We’re small, furry marsupials who live in the desert. Our bodies are about 55 cm/22 inches long and our tails about 29 cm/11.5 inches. We weigh about 2.5 kg/5.5 pounds. We have long noses (excellent sense of smell) and large ears (excellent sense of hearing and help keep us cool). The ladies are about half the size of the gents.

We have extremely soft fur that is mainly blue-grey with white tummies. Bilbies live in fancy burrows. We only come out and night and will eat anything.

Two fun facts about bilbies?

The word bilby is from the Aboriginal Yuwaalaraay language. (I wouldn’t try to pronounce it unless you belong to the group.)

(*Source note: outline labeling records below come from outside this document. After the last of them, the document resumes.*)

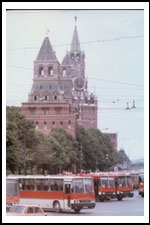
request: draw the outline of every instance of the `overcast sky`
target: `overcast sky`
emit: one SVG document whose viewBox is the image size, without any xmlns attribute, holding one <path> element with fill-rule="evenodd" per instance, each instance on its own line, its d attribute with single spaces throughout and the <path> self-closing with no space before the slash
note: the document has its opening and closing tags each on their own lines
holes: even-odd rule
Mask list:
<svg viewBox="0 0 150 225">
<path fill-rule="evenodd" d="M 123 147 L 131 160 L 143 158 L 144 10 L 7 11 L 6 105 L 27 101 L 33 61 L 47 29 L 62 62 L 70 50 L 75 16 L 89 92 L 98 97 L 98 128 L 117 132 L 118 150 Z"/>
</svg>

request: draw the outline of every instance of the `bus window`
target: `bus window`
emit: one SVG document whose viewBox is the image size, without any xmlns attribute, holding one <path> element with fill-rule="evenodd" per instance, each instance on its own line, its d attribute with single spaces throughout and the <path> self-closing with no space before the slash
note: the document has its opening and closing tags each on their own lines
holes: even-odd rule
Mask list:
<svg viewBox="0 0 150 225">
<path fill-rule="evenodd" d="M 118 186 L 126 187 L 125 177 L 118 177 Z"/>
<path fill-rule="evenodd" d="M 51 191 L 63 191 L 63 180 L 62 179 L 52 179 L 50 180 Z"/>
<path fill-rule="evenodd" d="M 107 177 L 101 177 L 101 187 L 108 187 L 108 178 Z"/>
<path fill-rule="evenodd" d="M 131 187 L 132 185 L 132 178 L 131 177 L 127 177 L 127 186 Z"/>
<path fill-rule="evenodd" d="M 113 177 L 109 177 L 108 181 L 109 181 L 109 187 L 115 187 L 115 181 Z"/>
<path fill-rule="evenodd" d="M 43 181 L 40 179 L 36 179 L 36 190 L 37 191 L 43 190 Z"/>
<path fill-rule="evenodd" d="M 6 183 L 6 195 L 8 196 L 17 196 L 18 195 L 18 184 L 16 182 L 7 181 Z"/>
<path fill-rule="evenodd" d="M 43 191 L 49 191 L 49 180 L 43 180 Z"/>
<path fill-rule="evenodd" d="M 93 193 L 93 181 L 92 179 L 84 179 L 85 193 Z"/>
<path fill-rule="evenodd" d="M 65 194 L 70 194 L 70 192 L 71 192 L 71 185 L 65 184 Z"/>
<path fill-rule="evenodd" d="M 73 179 L 73 193 L 75 194 L 84 193 L 83 179 Z"/>
</svg>

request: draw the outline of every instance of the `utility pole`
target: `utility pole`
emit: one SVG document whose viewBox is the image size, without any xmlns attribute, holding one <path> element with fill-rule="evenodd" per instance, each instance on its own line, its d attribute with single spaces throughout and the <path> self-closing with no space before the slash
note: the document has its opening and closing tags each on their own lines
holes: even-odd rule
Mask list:
<svg viewBox="0 0 150 225">
<path fill-rule="evenodd" d="M 95 163 L 95 171 L 97 171 L 97 151 L 98 151 L 98 149 L 97 149 L 97 147 L 96 147 L 96 163 Z"/>
<path fill-rule="evenodd" d="M 108 163 L 108 154 L 106 154 L 106 172 L 108 172 L 108 165 L 107 165 L 107 163 Z"/>
<path fill-rule="evenodd" d="M 59 173 L 61 174 L 62 141 L 60 140 Z"/>
<path fill-rule="evenodd" d="M 80 173 L 82 172 L 82 144 L 80 144 Z"/>
<path fill-rule="evenodd" d="M 26 175 L 26 119 L 24 123 L 24 175 Z"/>
</svg>

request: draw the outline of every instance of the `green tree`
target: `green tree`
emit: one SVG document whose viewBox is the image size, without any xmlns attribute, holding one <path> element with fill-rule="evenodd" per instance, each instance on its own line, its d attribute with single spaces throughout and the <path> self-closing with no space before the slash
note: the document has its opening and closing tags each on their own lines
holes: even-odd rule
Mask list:
<svg viewBox="0 0 150 225">
<path fill-rule="evenodd" d="M 106 134 L 101 133 L 98 129 L 85 130 L 82 126 L 77 126 L 76 137 L 79 146 L 83 147 L 83 170 L 99 169 L 103 171 L 115 164 L 115 151 Z"/>
<path fill-rule="evenodd" d="M 54 160 L 56 171 L 59 172 L 60 160 L 62 171 L 71 170 L 72 164 L 77 164 L 79 158 L 77 142 L 71 134 L 60 128 L 53 129 L 50 136 L 59 143 L 59 148 L 56 149 Z"/>
<path fill-rule="evenodd" d="M 6 107 L 6 167 L 8 171 L 19 172 L 24 167 L 24 138 L 26 143 L 26 165 L 32 162 L 32 148 L 36 142 L 35 125 L 26 120 L 20 107 Z"/>
</svg>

We don’t drink water. We get all we need from what we eat.  (Like koalas)

So how did the Easter Bilby replace the Easter Rabbit in Australia?

Unfortunately, rabbits are not very popular in Australia. They were brought in by the Brits in the 19th century and reproduced until they had taken over the country. Rabbits drove some of the native animals and plants to extinction.

In the 1990’s, the humans decided that the rabbit had to go as the symbol of Easter. They wanted something native to replace it. Since we look something like a rabbit (ears only), we got the job. We’ve been around Australia for a very long time.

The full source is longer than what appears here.